And of course, if it's a general integral, I cannot do it. So I have to figure out enough about the integral. So here it is. We have psi of x and t. It's integral dk phi of k e to the ikx minus omega of kt.

OK. It's useful for us to look at this wave at time equals 0 so that we later compare it with the result of the integral. So phi psi at time equals 0 is just dk phi of k e to the ikx.

Only thing you know is that phi has peaked around k0. You don't know more than that. But that's psi of x and time equals 0. Let's look at it later. So we have this thing here. And I cannot do the integral unless I do some approximations.

And I will approximate omega. Omega of k, since we're anyway going to integrate around k0, let's do a Taylor series. It's omega of k0 plus k minus k0, the derivative of omega with respect to k at k0 plus order k minus k0 squared.

So let's--

do this here. So if I've expanded omega as a function of k, which is the only reasonable thing to do. k's near k0 are the only ones that contribute. So omega of k may be an arbitrary function, but it has a Taylor expansion.

And certainly, you've noted that you get back derivative that somehow is part of the answer, so that's certainly a bonus. So now we have to plug this into the integral. And this requires a little bit of vision because it suddenly seems it's going to get very messy.

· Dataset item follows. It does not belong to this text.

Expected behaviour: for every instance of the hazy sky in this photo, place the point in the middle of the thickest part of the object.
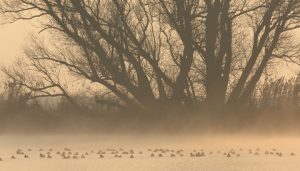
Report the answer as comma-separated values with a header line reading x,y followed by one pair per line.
x,y
13,37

But if you look at it for a few seconds, you can see what's going on. So psi of x and t, so far, dk phi of k e to the ikx.

So far so good. I'll split the exponential so as to have this thing separate. Let's do this. e to the minus i. I should put omega of k times t. So I'll begin. Omega of k0 times t. That's the first factor.

e to the minus i, the second factor. k--

k d omega dk.

k0 times t. And the third factor is this one with the k0. e to the minus-- it should be e to the plus. i k not d omega dk.

k0 t. Plus order--

higher up. So e to the negligible--

negligible until you need to figure out distortion of wave patterns. We're going to see the wave pattern move. If you want to see the distortion, you have to keep that [INAUDIBLE]. We'll do that in a week from now.

This is the integral. And then, you probably need to think a second. And you say, look. There's lots of things making it look like a difficult integral, but it's not as difficult as it looks. First, I would say, this factor--

doesn't depend on k. It's omega evaluated at k0. So this factor is just confusing. It's not-- doesn't belong in the integral. This factor, too.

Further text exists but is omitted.